Ce magistrat a rendu compte des plaidoiries dans le délibéré de la cour, composée de :
Madame Nathalie COURTOIS, Présidente,
Madame Véronique PITE, Conseillère,
Madame Odile CRIQ, Conseillère,
Greffier lors des débats : Madame Isabelle FIORE,
FAITS ET PROCÉDURE
En préambule, il convient de rappeler pour une meilleure compréhension du litige l’historique de ce dossier, non contesté par l’appelante, Mme [O] [F], épouse [Z], principalement sur la base du jugement critiqué et la pièce 1 de l’appelante, les écritures de celle-ci ne portant que succinctement sur la prime de panier.
Le 29 mars 2011, Mme [O] [F], épouse [Z], a été engagée par contrat de travail à durée déterminée, puis par contrat à durée indéterminée, par la S.A.S. K2 Santé, spécialisée dans le nettoyage des bâtiments et nettoyage industriel et relevant de la convention collective des entreprises de propreté.
Mme [O] [F] a été affectée à l’hôpital [5] à [Localité 4].

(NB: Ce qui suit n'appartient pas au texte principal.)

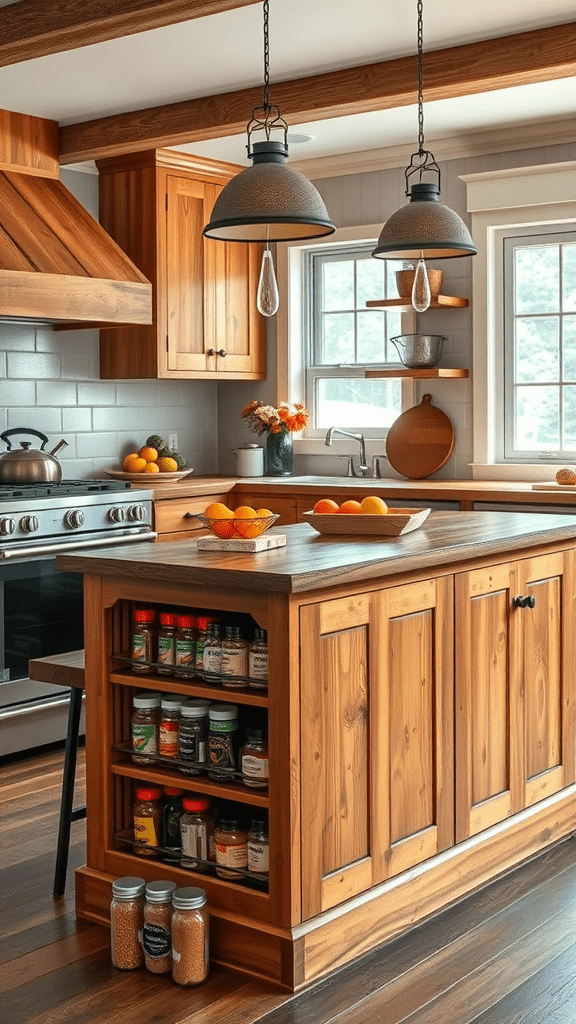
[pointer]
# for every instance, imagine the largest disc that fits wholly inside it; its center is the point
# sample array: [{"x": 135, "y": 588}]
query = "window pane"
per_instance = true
[
  {"x": 537, "y": 279},
  {"x": 570, "y": 348},
  {"x": 537, "y": 419},
  {"x": 371, "y": 339},
  {"x": 337, "y": 335},
  {"x": 569, "y": 278},
  {"x": 337, "y": 285},
  {"x": 354, "y": 401},
  {"x": 537, "y": 349}
]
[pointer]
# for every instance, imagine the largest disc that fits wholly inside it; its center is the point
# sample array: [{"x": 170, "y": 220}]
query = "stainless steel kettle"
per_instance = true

Le 23 avril 2012, Mme [O] [F] a saisi le conseil de prud’hommes de Créteil aux fins d’obtenir le versement par la société K2 Santé des rappels de salaire afférents aux différents éléments de rémunération suscités.
Par jugement du 19 janvier '2018", la société K2 Santé a été condamnée à verser à la salariée divers rappels de salaire, notamment la prime de 13e mois, la prime de vacances et la prime de panier.
Le 1er février 2013, le contrat de travail de Mme [O] [F] a été transféré à la S.A.S Elior Services Propreté et Santé.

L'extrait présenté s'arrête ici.